In „1922“ überredet ein Wilfred „Wilf“ James seinen einzigen Sohn Henry seine Ehefrau beziehungsweise Mutter Arlette zu ermorden, da diese den Hof den sie bewirtschaften verkaufen möchte. Eigentlich hat Wilf durch diesen Mord gedacht endlich ihr größtes Problem beseitigt zu haben, doch die eigentlichen Probleme der James fangen erst jetzt an. Die Leiche von Arlette werfen die beiden in den Brunnen auf dem Bauernhof, doch aus den Augen aus dem Sinn ist hierbei leider nicht gegeben, denn ganz plötzlich tauchen Ratten aus dem Brunnen auf und entwickeln sich schnell zur Plage für den Hof. Selbst als man den Brunnen zumauert tauchen immer neue Ratten auf, was für Wilf unerklärlich ist er es aber als Rache seiner Frau sieht. Doch auch dies ist erst der Anfang, da der Schrecken nun erst wirklich beginnt und die Familie nicht nur durch den Mord auseinanderbricht.
In der zweiten Geschichte „Big Driver“ wird die bekannte Autorin Tess Jean nach einer spontanen Lesung bei einem Buchclub auf dem Nachhauseweg brutal vergewaltigt. Da die eigentliche Strecke gesperrt ist, muss sie eine Umleitung nehmen, auf der sie plötzlich eine Autopanne hat. Zwar erscheint ein Abschleppwagen, doch anstatt ihr zu helfen fällt der Fahrer über sie her und versucht sie nach der Tat zu erwürgen. Dies misslingt zwar, der Fahrer hält sie aber dennoch für Tot und entsorgt Tess in einem Abwasserrohr, in dem er schon seine früheren Opfer entsorgt hat. Es gelingt ihr sich zu befreien und auch irgendwie nach Hause zu kommen. Dort versucht sie diesen Überfall zuerst einmal zu verdauen, bevor sie dann aber den Entschluss fasst, sich für diese Übergriffe zu rächen.

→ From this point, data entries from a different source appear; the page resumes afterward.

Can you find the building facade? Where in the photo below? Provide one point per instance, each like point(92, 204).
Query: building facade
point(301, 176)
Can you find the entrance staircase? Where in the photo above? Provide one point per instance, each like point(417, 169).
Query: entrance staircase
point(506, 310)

In der dritten Geschichte des Buches „Faire Verlängerung“ hält Dave Streeter nach einer verheerenden Krebsdiagnose bei einem Straßenhändler an. Dieser bietet eine „Faire Verlängerung zu fairen Preisen“, hat aber nichts auf seinem Tisch zum Verkauf liegen. Als Dave dann mit George Elvid (so der Name des Händlers) ins Gespräch kommt erfährt er, dass Elvid alle Arten von Verlängerungen anbietet und Dave eine Lebensverlängerung verkaufen möchte. Dafür fordert er nur 15% von Daves Einkommen für den Rest von Daves Leben sowie die Übertragung von Daves Leid auf seinen größten Feind. Dave muss zuerst ein wenig überlegen, doch dann fällt ihm jemand ein, so dass er auf den Deal eingeht. Und schon bald beginnt sich sein Leben zu verändern…
In der letzten Geschichte „Eine gute Ehe“ findet Darcy Anderson auf der Suche nach Batterien in ihrer Garage eine unter der Werkbank ein Geheimversteck ihres Mannes. Bis zu diesem Fund, war sie mit ihrer Ehe eigentlich immer sehr gut zufrieden, doch dieser Fund erschüttert ihr Leben in den Grundfesten. Ihr Mann führt offenbar ein geheimes Doppelleben, welches er scheinbar immer bei seinen Geschäftsreisen ausgelebt hatte. Doch wie wird sie nun mit diesen Erkenntnissen umgehen, da ihr Mann sich durch diese Funde als brutaler Mörder auszeichnet.
Die Kurzgeschichtensammlung „Zwischen Nacht und Dunkel“ hat mich persönlich beim Lesen sehr schockiert. Stephen King ist es mit seinen vier Geschichten wirklich gelungen, das Dunkelste des Menschen hervorzuheben. Bei „1922“ haben ich gedacht – okay, eine typische Stephen King Story – als ich dann aber zu „Big Driver“ gekommen bin, hat mich der Autor wirklich geflasht. Schonlange habe ich nichts so düsteres gelesen. Auch „Faire Verlängerung“ ist eine Geschichte, die unter die Haut geht – vor allem, wenn man sich vorstellt, wie man sich selbst in so einer Situation verhalten würde. Ein wenig aus dem Rahmen fällt die letzte Geschichte, dann aber wieder doch nicht, da sie tiefgründiger ist, als vorher angenommen.
Für Stephen King Fans finden sich in diesen Geschichten viele kleine Anspielungen auf andere Geschichten aus seinem Kosmos. Dem normalen Leser sind diese Anspielungen natürlich egal, dennoch kann man diese Kurzgeschichten „genießen“ und sich fürchten. Stephen King hat mit diesem Band erneut bewiesen, dass er nicht nur Horror und Mystery kann, sondern viel Facettenreicher und Vielschichtiger ist.